You will find the executable for cn2 in /u2/admin/cs572ta/bin. If you want, you may download the C source code or view the papers on cn2 done by Peter Clark. To create data for cn2 run xlate on your data sets with the "-a cn2" option.

I've put a utility in /pub/cs572 (anonymous ftp to axon) called fredtodis which will convert continuous valued attributes to discrete intervals. The format of the command is fredtodis data_file num_intervals For example, to convert all of the continuous valued attributes in the echocardiogram data set to 3 valued discrete variables type fredtodis echoc 3 The output file will be named data_file.dis (or in this case echoc.dis). The conversion uses the simple equal interval technique to convert the continuous attributes to discrete values.
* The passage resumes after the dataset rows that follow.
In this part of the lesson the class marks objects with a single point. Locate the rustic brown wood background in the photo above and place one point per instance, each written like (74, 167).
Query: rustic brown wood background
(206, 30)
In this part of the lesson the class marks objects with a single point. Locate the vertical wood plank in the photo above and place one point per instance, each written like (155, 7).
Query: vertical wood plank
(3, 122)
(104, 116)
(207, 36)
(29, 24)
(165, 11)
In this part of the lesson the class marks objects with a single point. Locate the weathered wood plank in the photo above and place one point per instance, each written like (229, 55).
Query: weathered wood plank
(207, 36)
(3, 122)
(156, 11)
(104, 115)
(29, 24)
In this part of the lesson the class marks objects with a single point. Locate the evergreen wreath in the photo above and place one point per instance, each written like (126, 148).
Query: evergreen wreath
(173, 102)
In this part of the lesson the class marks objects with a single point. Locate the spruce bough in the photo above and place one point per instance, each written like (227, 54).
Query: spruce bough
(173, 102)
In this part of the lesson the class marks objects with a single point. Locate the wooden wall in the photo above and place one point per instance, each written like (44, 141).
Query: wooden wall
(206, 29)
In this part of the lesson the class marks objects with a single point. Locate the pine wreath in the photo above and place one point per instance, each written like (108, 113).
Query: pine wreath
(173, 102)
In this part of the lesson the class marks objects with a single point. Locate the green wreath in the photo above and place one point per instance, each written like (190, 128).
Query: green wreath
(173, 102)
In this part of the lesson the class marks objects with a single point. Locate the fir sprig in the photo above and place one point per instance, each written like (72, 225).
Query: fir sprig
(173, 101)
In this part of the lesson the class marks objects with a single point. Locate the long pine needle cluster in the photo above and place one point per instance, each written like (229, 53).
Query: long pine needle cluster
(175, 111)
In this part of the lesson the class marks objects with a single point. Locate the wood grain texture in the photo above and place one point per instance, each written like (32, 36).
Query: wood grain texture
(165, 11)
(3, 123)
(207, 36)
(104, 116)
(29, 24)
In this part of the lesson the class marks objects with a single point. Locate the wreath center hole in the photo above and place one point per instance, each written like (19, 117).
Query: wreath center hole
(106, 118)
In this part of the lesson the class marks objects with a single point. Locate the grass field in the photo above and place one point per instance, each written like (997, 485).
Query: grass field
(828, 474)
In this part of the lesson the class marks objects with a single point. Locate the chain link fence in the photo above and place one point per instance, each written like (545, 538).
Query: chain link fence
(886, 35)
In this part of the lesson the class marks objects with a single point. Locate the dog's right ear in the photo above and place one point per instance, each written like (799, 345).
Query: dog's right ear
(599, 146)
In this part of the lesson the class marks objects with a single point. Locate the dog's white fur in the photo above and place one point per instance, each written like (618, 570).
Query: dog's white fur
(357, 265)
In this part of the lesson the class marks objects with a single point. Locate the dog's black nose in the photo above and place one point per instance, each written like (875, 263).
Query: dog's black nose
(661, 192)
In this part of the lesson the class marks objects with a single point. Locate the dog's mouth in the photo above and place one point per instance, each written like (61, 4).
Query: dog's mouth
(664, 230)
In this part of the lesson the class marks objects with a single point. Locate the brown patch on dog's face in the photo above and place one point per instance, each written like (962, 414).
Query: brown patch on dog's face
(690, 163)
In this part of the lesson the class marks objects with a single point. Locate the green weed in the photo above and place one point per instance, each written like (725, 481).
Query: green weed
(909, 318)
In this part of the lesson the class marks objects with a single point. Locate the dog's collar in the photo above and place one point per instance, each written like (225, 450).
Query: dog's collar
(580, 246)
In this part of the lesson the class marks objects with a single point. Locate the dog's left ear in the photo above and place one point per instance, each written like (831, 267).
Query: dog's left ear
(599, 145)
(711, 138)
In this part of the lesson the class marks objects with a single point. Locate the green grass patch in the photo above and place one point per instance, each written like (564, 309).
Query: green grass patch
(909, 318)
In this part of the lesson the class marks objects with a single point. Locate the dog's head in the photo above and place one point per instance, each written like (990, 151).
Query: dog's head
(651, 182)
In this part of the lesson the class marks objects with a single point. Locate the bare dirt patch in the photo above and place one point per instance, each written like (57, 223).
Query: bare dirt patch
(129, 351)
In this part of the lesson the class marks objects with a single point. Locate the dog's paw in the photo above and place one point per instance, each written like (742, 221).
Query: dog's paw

The ugly source code is also in /users/data/bin for those that want to modify it or look for bugs. UPDATE: I've fixed the bugs and tested using xlate, cn2, and c4.5 on the echo data set. The bugs fixed were as follows: Bug 1: The first line of the file always had one too many for the number of attributes. Bug 2: The boundary case where an attribute had a value equal to the the upper limit on the range for that input variable was causing the program to print out an interval which was not defined. This was fixed by including the upper limit in the final interval. Something that was not a bug: When you ask for x intervals on a continuous valued variable, the file header will define the possible values for that variable as "0, 1, ..., x-1". The "0" is for all real values which fall into the first interval, the "1" is for all real values which fall into the second interval, and the x-1 value is for all real values which fall into the xth interval. While these are numeric values, we could have labelled them with "a, b, ..." as long as we have x labels we have x intervals.